If Bays were applicable, Sarah’s video-recorded interview would not have been admissible
in lieu of Penny Green’s testimony as the outcry witness. That, however, is not the case. The
recording of Sarah’s testimony was not offered or admitted into evidence during trial or played for
the jury in lieu of the testimony of the outcry witness. In fact, the video-recording was never
played for any purpose at trial and was admitted only for purposes of the pre-trial hearing.
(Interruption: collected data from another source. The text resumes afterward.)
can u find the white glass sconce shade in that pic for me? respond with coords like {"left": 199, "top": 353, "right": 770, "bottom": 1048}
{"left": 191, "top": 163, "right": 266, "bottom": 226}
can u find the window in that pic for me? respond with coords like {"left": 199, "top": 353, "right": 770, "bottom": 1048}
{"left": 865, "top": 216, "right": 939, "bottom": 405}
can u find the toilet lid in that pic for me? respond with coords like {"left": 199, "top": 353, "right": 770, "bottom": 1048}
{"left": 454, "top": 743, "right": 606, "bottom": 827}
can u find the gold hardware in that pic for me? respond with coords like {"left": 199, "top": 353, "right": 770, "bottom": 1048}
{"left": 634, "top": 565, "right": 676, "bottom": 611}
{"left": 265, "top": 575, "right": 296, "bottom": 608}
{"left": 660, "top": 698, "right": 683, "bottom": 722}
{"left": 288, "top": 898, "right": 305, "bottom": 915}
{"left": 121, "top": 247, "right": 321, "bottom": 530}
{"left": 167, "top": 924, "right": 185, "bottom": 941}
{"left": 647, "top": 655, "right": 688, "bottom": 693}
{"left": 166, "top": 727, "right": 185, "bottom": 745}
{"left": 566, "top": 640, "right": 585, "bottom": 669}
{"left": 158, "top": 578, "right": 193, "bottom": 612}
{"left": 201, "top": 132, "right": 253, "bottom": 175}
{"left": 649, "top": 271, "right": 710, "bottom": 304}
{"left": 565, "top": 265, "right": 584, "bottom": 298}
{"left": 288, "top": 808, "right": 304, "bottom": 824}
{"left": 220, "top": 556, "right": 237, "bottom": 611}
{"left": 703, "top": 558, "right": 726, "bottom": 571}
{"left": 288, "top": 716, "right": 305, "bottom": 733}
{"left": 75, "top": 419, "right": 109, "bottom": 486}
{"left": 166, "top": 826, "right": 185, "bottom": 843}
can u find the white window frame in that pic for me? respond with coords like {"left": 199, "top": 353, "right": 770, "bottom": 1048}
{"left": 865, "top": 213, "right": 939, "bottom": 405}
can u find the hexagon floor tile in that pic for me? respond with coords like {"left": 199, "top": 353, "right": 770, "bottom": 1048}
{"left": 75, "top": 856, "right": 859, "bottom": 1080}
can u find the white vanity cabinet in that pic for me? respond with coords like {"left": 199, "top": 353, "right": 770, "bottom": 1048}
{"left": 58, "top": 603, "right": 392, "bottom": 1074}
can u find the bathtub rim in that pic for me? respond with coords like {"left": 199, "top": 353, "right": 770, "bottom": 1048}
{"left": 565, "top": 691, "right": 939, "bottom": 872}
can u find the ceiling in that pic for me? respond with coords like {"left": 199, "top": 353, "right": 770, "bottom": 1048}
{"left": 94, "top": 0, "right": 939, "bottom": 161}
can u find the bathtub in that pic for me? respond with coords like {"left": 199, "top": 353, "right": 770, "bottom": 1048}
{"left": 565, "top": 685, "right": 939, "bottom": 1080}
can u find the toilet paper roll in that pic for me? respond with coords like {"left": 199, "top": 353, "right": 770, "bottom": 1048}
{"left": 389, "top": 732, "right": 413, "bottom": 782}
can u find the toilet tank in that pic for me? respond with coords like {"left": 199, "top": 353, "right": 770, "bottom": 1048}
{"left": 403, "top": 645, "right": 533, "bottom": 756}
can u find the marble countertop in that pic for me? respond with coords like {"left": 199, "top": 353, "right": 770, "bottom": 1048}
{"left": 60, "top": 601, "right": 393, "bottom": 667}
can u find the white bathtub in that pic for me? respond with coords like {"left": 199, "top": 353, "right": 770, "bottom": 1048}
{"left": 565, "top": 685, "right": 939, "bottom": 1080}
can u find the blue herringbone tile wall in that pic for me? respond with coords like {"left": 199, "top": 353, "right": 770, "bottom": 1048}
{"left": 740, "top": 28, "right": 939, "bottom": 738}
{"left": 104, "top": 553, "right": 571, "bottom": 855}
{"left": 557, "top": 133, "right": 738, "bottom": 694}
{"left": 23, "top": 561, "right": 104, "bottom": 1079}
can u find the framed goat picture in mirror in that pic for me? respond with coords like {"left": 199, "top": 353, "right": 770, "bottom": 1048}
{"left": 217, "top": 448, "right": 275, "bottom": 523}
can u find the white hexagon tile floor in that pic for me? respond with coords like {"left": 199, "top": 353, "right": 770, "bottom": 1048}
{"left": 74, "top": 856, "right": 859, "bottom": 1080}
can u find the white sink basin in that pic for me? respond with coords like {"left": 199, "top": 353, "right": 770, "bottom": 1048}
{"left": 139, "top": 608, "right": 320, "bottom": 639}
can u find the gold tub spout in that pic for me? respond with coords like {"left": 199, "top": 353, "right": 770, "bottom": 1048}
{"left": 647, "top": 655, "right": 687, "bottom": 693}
Furthermore, Sarah’s testimony at trial was offered pursuant to article 38.37, 3 which allows for the
admission of certain extraneous evidence. Therefore, Rodriguez’s argument that article 38.072
prohibited the introduction of Sarah’s recorded testimony in addition to her live testimony lacks
any foundation in the record.
CONCLUSION
For the reasons stated above, we overrule Rodriguez’s issue on appeal and affirm the trial
court’s judgment.
Lori I. Valenzuela, Justice
Do not publish
2
The Court noted that the “admissibility of a child-victim’s pretrial recorded statements is more specifically governed
by a related statute set forth at Texas Code of Criminal Procedure Article 38.071, which we refer to as the ‘video
statute.’” Id. at 588.
3
Article 38.37, section (2)(b) allows evidence of a defendant’s extraneous sexual offenses committed against other
children to be admitted “for any bearing the evidence has on relevant matters, including the character of the defendant
and acts performed in conformity with the character of the defendant.” TEX. CODE CRIM. PROC. art. 38.37, § (2)(b).